We identify a broad class of problems for which adversarial examples cannot be avoided. We also derive fundamental limits on the susceptibility of a classifier to adversarial attacks that depend on properties of the data distribution as well as the dimensionality of the dataset.

A full description of these results, and experiments exploring their implications, is available in our article.

We assume that images have their pixels scaled between 0 and 1. We also assume that images in an object class are sampled from a probability density function with maximum density $$U_c$$. Under this assumption, we can derive the following fundamental limit of the susceptibility of a classifier to adversarial examples.

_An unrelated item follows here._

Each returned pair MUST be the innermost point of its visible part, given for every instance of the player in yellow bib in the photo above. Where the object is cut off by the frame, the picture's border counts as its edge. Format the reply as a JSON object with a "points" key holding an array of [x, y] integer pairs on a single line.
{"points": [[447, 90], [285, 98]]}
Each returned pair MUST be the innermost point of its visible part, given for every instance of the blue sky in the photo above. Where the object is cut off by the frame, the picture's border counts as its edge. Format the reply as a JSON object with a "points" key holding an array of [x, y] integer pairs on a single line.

Sample an image $$x$$ at random from the class distribution. Choose any measurable classifier on the space of images. Then, with probability at least

$$1-U_c \exp(-\pi \epsilon^2)/(2\pi)$$
one of the following conditions holds true:
1) The point $$x$$ is mislcassified by the classifier, or
2) There is an adversarial examples, $$\hat x$$, in a different class, but with $$||x-\hat x||_2 < \epsilon$$.

This bound guarantees the existence of adversarial examples if the density bound $$U_c$$ isn’t too big. We provide theoretical results to show that, for very simple image classes, $$U_c$$ gets big as the dimension of the problem increases. However, we also provide experimental results suggesting that complex image classes may have much lower values of $$U_c$$, which could result in a highly non-trivial susceptibility bound.

We consider the case of sparse adversarial examples, where only a subset of image pixels are manipulated. In this situation, we can prove that adversarial perturbation is possible using a small subset of pixels, provided the density bound $$U_c$$ doesn’t grow too large.
Sparse adversarial examples perturb a small subset of pixels and can hide adversarial "fuzz" inside high-frequency image regions. The original image (left) is classified as an "ox."" Under $$\ell_\infty$$-norm perturbations (center-left), it is classified as "traffic light," but the perturbations visibly distort smooth regions of the image (the sky). These effects are hidden in the grass (center right) using sparse perturbations limited to a small subset of pixels (right).